闇に包まれた海岸に一つの灯りがある。それは松明。その炎が、きらめきだけがその場を照らし出している。そしてそれを頼りに二つの人影がやってくる。それは新堂ケイとセバスチャン。二人は啓太達に後を任せ、共に飛行船を脱出しこの海岸までやってきたところ。ここに向かえば自分達は安全だという、啓太の指示、命令に従って。ケイとセバスチャンはその言葉のままにその場所へと辿り着いた。
「お待ちしておりました。啓太様からお話は伺っています。後はわたしたち序列隊が命を賭けてお守りいたします。どうかご安心を」
赤毛のドレスを着た少女、せんだんが恭しくお辞儀をしながら二人を出迎える。その雰囲気に戸惑いながらもケイは気づく。せんだんの後ろにも多くの人影がある。それは六人の少女達。せんだんを加えれば七人の少女がその場にはいた。ケイは悟る。それは気配。普通の人間であるケイだがその様々ないでたちの少女達が人ならざる者であることが分かる。恐らくはなでしこたち同様、この少女達も犬神と呼ばれる存在なのだろう。だからこそ啓太は自分たちをこの場へと逃がしたのだと。

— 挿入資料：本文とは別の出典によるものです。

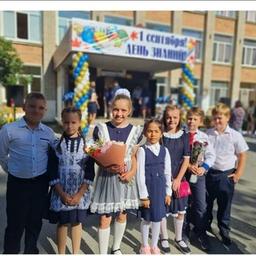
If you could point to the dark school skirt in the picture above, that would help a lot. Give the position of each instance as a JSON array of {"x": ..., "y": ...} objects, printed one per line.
[{"x": 67, "y": 217}]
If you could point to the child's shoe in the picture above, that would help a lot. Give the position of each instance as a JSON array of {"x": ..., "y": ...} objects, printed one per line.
[
  {"x": 155, "y": 250},
  {"x": 182, "y": 246},
  {"x": 145, "y": 250}
]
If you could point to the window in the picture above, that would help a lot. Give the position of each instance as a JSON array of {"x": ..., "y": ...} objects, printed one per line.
[
  {"x": 251, "y": 16},
  {"x": 196, "y": 90},
  {"x": 65, "y": 20},
  {"x": 222, "y": 49},
  {"x": 161, "y": 84},
  {"x": 249, "y": 53},
  {"x": 35, "y": 72},
  {"x": 199, "y": 41},
  {"x": 158, "y": 27},
  {"x": 219, "y": 92},
  {"x": 118, "y": 20},
  {"x": 23, "y": 25},
  {"x": 229, "y": 14}
]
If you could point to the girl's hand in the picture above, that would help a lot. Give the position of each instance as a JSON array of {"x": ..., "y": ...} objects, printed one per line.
[
  {"x": 145, "y": 203},
  {"x": 168, "y": 200},
  {"x": 117, "y": 168},
  {"x": 234, "y": 176},
  {"x": 200, "y": 171},
  {"x": 65, "y": 198},
  {"x": 126, "y": 176},
  {"x": 176, "y": 184},
  {"x": 193, "y": 168},
  {"x": 76, "y": 198}
]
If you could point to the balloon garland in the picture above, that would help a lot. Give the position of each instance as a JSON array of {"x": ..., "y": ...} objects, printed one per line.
[
  {"x": 82, "y": 83},
  {"x": 188, "y": 79}
]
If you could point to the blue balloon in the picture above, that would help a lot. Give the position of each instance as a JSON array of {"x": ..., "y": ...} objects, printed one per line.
[{"x": 88, "y": 35}]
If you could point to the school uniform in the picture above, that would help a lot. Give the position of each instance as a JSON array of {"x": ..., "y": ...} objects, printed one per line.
[
  {"x": 110, "y": 195},
  {"x": 23, "y": 154},
  {"x": 196, "y": 212},
  {"x": 73, "y": 169},
  {"x": 178, "y": 147},
  {"x": 219, "y": 186},
  {"x": 153, "y": 179}
]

だがケイはそれでのその表情に陰りを見せる。いや、焦りと言ってもいいかもしれない。だがそれは啓太を心配してのものではない。確かに啓太の安否は心配だ。だがそれでもケイは信じていた。きっと啓太が死神を倒してくれると。そう確信できる言葉と約束を交わしたのだから。ならそれを信じることが自分の役目。だが
「ごめんなさい……なでしこだけがあの場に残ってしまったの……どうしても説得できなくて……」
「なでしこが……?」
ケイがその顔を俯かせながら告げる。あの時、セバスチャンと共に飛行船を脱出する時、ケイ達はなでしこと一緒に脱出する予定だった。しかし、直前になってなでしこはその足を止め、この場に残ると言いだした。ケイ達は必死に説得した。この場に残っても啓太達の邪魔になるだけだと。自分達は啓太の言葉に従うべきだと。だがそれを聞きながらもなでしこは決してその場から動こうとはしなかった。

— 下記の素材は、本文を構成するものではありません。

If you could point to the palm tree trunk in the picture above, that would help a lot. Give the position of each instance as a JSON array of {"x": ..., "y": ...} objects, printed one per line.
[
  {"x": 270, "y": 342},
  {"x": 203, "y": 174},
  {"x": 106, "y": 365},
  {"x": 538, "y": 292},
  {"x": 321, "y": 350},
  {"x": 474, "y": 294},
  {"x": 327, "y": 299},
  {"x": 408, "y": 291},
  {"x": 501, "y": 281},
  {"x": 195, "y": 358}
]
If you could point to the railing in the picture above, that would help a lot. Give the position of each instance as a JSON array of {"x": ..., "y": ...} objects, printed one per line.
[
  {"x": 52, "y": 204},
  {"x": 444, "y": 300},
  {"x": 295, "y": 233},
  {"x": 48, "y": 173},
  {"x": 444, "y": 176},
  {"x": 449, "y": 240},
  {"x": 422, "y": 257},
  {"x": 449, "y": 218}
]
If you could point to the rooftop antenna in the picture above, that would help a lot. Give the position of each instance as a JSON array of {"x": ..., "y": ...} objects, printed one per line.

そしてケイ達は見た。それまでのどこか沈んだ、落ち込んでいるような姿ではない。何かを決意したような、力を宿したその瞳を。それが何なのかを悟ったセバスチャンは尚も説得を続けようとするケイを強引に抱きかかえたまま飛行船を脱出した。ケイはその事実をせんだんたちに伝える。このままではなでしこに、それに加えて啓太達に危険があるのではないかと。
せんだんはそんな事情に手に持った扇を口元に近づけながら思案する。なでしこの行動。恐らくは死地へと赴く主に付いて行こうとするもの。その気持ちは痛いほど分かる。自分も同じ状況なら同じ行動を取るだろう。だが自分となでしこでは状況が異なる。何故ならなでしこは戦うことできない。だからこそ啓太はなでしこを逃がそうとしたのだろう。言葉は悪いが足手まといになる可能性があるからこそ。しかし、なでしこはその場に残ってしまった。それによって不測の事態が啓太と、そして共に残った自らの兄、はけに起こらないとも言いきれない。

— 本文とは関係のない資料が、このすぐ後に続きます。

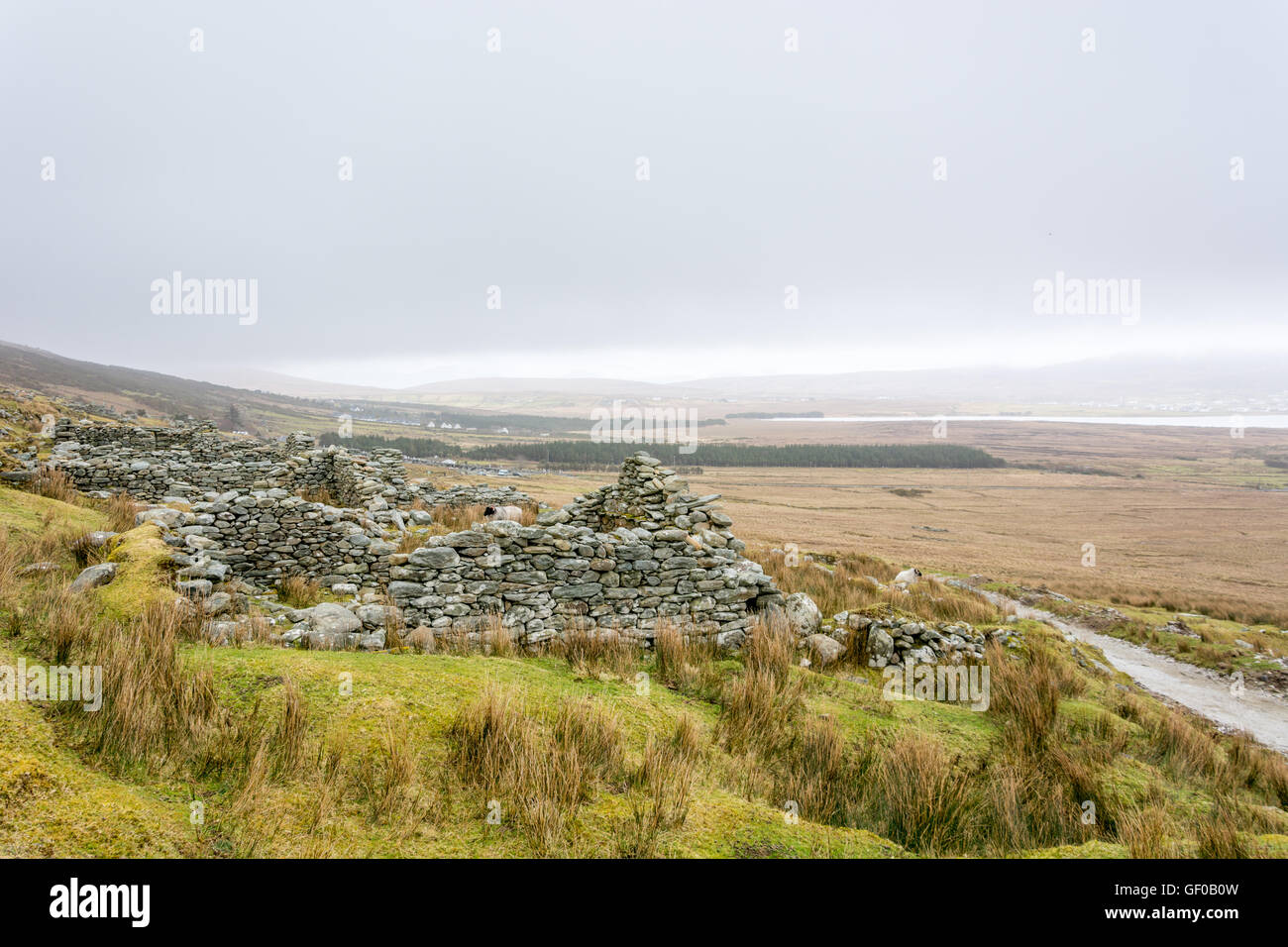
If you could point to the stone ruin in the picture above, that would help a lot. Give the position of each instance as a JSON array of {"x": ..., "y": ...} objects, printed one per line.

それを悟ったのか他のメンバー達もどこか不安そうな表情でせんだんを見つめている。動かなくていいのか、助けに行かなくてもいいのかと。それはこの命令を、話を知ってからせんだん達がずっと抱いていた気持ち。死神、しかも間違いなくその中でも最強クラスの相手。いくらはけが憑いているとはいえ危険な戦いであることに変わりない、なら。そんな想いがその場を支配しかけたその時、
「大丈夫、心配はいりませんよ」
どこか場違いな、楽しげな声がそれを振り払う。同時に松明の向こう側から一人の少年が姿を現す。知らず、ケイはその少年に声を上げそうになる。一瞬、その少年が啓太に見えたから。だが松明の光が照らすその姿は啓太とは大きく異なっている。
どこか清らかさを、流れる風を連想させるような雰囲気。大きく、優しげな瞳。だが確かな存在感。まさしく美少年と言っても風貌。その両手には左薬指以外の全ての指に銀のリングがはめられている。
「薫様……」
せんだんはどこか困惑した表情を見せながらも自らの主、川平薫へと視線を向ける。ケイ達はもちろん、他の犬神達もその姿に目を奪われる。何故そこまで確信を持って言えるのか。確かにはけが憑いている、加えて啓太も決して犬神使いとして劣っているわけではないことはせんだんたちも知っている。だがそれでも厳しい戦いであることには変わりない。それなのに何故。
「啓太さんは……いや、あの二人は絶対に負けない。だから僕たちは僕達のやるべきことをしよう」
薫は微笑みながら告げる。それは信頼。啓太に対する絶対の信頼。そしてその犬神への。そんな薫の姿に皆が目を奪われている中、静かな海岸に大きな、誰かが走ってくるような足音が響いてくる。一体誰が。せんだん達が緊張を以てそれを迎え撃とうとした時
「たゆね……!?」
せんだんがどこか驚いたような声を上げる。そこには息を切らせながらも懸命にこちらに向かって走ってきている少女、たゆねの姿があった。だがせんだん達は驚きを隠せない。なぜならたゆねとともはねは死神との戦いで負傷し、天地開闢医局に入院していたはずだから。だがたゆねは病み上がりとは思えないような姿で一直線にこの場へと辿り着く。よっぽど急いでいたのか息は上がり、体中は汗にまみれている。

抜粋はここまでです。